Мы только головами покрутили.
- Надо было бы кому-то еще не спать. Разговаривать. - Это я такая догадливая стала - после драки кулаками махать. - И как раньше не подумала!
- Здоровы ж мы спать! Он летел, так, наверное, гремел - лбом об дверцу!
Никакое собрание, никакие выговоры не могли осудить нас строже, чем наша тройка. В дежурке было холодно, и следа не осталось от ночной жары, мирного разговора. Темно как ночью. Запах стоит, как на пожарище: жженым кирпичом, холодным дымом, известкой.

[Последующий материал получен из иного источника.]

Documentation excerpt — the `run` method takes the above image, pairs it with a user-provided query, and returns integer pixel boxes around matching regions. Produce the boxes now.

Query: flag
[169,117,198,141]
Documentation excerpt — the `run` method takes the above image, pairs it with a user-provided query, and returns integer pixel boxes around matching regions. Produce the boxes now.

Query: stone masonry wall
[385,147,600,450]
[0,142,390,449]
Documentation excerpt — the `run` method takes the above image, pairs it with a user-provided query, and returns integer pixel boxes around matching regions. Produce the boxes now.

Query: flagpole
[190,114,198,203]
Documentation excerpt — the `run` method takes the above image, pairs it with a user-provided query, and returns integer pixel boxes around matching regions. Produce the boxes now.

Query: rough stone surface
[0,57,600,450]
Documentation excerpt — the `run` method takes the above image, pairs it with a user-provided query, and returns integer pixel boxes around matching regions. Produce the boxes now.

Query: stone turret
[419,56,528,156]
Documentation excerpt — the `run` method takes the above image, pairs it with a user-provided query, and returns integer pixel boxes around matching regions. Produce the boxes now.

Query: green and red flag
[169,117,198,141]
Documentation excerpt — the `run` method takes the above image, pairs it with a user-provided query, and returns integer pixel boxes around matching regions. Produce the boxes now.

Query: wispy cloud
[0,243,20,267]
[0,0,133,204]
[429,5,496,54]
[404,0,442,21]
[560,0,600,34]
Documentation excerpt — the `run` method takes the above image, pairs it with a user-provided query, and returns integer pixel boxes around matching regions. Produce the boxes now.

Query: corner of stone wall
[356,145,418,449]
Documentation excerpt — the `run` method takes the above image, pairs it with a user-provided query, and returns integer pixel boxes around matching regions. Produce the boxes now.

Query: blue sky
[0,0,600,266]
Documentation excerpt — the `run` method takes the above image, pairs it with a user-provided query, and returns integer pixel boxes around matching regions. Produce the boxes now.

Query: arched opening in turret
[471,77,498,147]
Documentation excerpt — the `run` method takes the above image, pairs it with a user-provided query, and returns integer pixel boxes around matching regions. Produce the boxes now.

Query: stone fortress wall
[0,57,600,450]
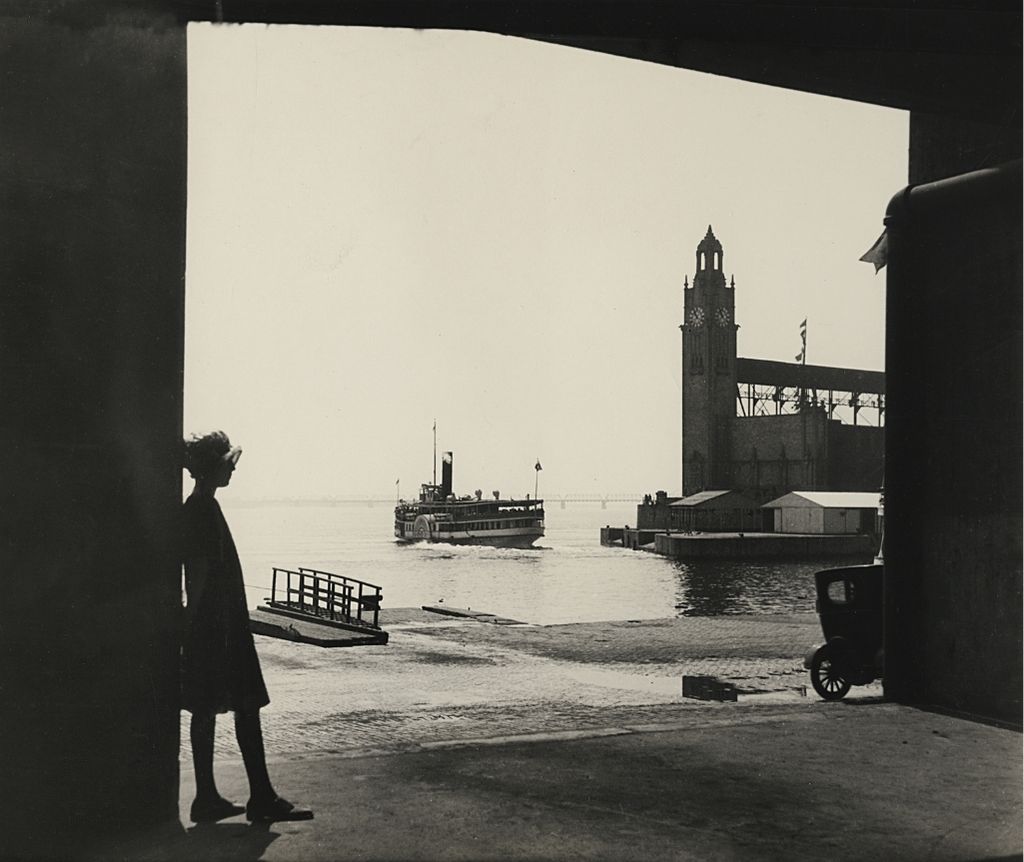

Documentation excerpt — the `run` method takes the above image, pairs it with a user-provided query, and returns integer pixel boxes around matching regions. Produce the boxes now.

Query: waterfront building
[680,225,885,504]
[761,490,881,534]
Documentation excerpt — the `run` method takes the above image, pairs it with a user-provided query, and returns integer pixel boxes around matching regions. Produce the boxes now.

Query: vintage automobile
[804,563,885,700]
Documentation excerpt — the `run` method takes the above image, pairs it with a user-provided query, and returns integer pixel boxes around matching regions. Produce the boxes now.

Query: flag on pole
[857,228,889,275]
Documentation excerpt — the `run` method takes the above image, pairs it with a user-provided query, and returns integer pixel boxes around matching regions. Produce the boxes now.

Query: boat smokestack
[441,451,452,500]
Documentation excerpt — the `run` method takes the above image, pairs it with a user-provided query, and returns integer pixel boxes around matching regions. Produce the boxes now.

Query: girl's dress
[181,494,270,714]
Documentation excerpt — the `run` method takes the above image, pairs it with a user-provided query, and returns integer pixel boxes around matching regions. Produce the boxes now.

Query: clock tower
[679,225,738,497]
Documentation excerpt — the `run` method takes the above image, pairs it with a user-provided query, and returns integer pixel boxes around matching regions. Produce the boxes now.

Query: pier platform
[601,526,878,560]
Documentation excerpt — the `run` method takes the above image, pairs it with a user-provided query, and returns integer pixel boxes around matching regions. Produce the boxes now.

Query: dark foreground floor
[89,698,1022,862]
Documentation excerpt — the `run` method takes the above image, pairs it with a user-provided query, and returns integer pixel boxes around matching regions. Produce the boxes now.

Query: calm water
[219,493,869,624]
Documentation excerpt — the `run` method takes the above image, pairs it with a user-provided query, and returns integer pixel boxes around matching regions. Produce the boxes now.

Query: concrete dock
[83,608,1022,862]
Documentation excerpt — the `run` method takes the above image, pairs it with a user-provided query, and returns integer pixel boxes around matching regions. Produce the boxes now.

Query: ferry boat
[394,451,544,548]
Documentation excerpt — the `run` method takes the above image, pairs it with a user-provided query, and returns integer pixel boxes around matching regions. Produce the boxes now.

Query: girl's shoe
[188,796,245,823]
[246,796,313,823]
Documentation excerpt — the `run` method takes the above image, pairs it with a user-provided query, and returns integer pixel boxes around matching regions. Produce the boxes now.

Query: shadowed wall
[0,3,186,858]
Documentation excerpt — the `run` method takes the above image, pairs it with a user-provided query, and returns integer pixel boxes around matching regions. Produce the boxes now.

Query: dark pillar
[0,0,186,858]
[885,161,1022,722]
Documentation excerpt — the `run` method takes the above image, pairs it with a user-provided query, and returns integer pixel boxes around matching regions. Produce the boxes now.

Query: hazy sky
[185,25,907,498]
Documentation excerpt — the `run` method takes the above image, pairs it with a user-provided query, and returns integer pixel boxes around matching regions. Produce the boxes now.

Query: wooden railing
[270,566,383,629]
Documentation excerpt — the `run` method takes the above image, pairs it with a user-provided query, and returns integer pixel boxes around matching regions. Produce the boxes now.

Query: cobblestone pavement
[182,609,881,760]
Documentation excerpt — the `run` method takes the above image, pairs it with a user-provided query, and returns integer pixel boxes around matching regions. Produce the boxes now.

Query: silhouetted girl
[181,431,313,823]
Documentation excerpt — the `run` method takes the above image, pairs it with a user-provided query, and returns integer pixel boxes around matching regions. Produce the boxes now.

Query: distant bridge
[237,491,644,509]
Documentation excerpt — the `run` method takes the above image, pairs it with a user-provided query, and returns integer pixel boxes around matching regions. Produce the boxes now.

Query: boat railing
[270,566,383,629]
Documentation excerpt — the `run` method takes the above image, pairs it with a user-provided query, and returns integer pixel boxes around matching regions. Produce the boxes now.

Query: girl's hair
[183,431,231,479]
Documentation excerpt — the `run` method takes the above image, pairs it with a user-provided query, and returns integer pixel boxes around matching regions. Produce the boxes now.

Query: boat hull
[397,532,544,549]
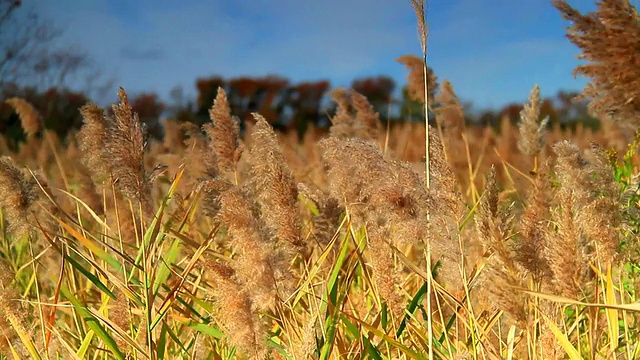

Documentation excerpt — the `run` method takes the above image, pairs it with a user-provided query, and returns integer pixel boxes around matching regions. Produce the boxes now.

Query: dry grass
[0,3,640,359]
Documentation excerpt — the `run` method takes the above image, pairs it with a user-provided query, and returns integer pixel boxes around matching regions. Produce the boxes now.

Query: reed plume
[78,88,151,213]
[329,88,381,143]
[515,164,551,283]
[0,157,40,236]
[202,180,278,311]
[203,88,244,171]
[251,114,305,250]
[476,167,530,326]
[553,0,640,128]
[207,261,267,359]
[518,85,549,156]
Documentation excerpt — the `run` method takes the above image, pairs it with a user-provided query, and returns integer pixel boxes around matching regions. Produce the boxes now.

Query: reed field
[0,0,640,360]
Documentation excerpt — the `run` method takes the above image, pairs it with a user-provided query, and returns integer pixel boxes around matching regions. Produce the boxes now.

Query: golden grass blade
[542,314,582,360]
[605,266,620,354]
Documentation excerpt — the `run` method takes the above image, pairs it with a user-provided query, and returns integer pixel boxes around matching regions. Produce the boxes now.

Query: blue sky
[30,0,595,108]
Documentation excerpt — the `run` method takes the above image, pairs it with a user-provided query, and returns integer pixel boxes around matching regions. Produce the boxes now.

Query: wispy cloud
[120,47,164,61]
[28,0,590,106]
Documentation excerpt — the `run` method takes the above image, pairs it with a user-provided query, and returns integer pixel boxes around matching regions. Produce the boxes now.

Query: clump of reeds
[203,88,244,172]
[476,168,532,326]
[207,261,267,359]
[518,85,549,162]
[78,88,152,214]
[553,0,640,128]
[0,157,41,236]
[329,88,381,144]
[251,114,305,252]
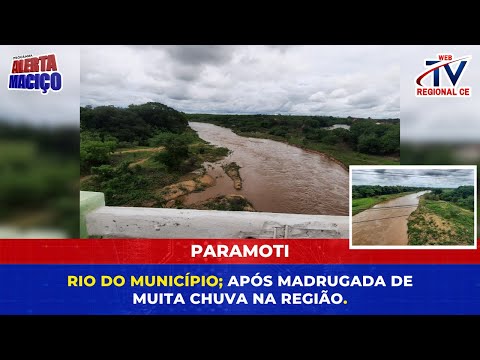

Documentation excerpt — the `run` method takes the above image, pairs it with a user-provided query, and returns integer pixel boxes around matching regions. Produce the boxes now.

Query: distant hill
[80,102,188,144]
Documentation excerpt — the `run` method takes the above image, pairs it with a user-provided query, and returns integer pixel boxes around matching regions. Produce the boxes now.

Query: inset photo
[350,165,477,249]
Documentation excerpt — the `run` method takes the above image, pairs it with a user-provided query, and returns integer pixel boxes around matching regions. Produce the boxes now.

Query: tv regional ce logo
[415,54,472,98]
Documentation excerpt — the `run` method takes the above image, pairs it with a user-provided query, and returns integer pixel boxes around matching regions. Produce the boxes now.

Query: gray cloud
[352,166,475,187]
[0,45,79,126]
[81,45,400,118]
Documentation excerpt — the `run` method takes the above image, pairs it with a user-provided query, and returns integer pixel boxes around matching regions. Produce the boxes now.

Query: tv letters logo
[415,54,472,97]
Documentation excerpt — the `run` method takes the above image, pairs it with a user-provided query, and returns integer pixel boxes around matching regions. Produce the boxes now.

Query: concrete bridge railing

На столах, где мы преступно проспали Степкину беду, дыбятся карты, комками - старые пальтушки. А на совести нашей - и того противней. Мы бы и сказали в школе, повинились, да ведь, пожалуй, Степке только навредишь: он же своевольно пришел к нам.
- Да если хочешь знать, только Степка и виноват! - сказала Вера. - Если б я осталась у печки, так не беспокойся, не уснула бы сидя! Герой! Вызвался девчат караулить, а сам чуть в печку башкой не угодил! Тоже мне!
Понимала я умом, что права Вера, но просто корчило меня от мысли, как больно Степке, как горит его ожог, рвет ладони и лоб, и потому хочется и себе какую-то боль причинить.
- Никуда не денешься, Верочка: дежурные-то мы! Не он! А мы - спали…
- Ну ладно, девочки, - вздохнула Зульфия, - давайте приберемся.
И мы ощупью убирались. Развесили по классам оба земных полушария, Африку и обе Америки, Австралию и Азию с Европой, послужившие нам постелью; расставили столы, подмели пол. И только все успели - пришла тетя Глаша, уборщица и истопница начальной школы, очень тихая и молчаливая - наверное, добрая или несчастливая. Она никогда не кричала на ребят. А если балуются очень, просто за руки возьмет драчунов и разведет. Я видела на переменах.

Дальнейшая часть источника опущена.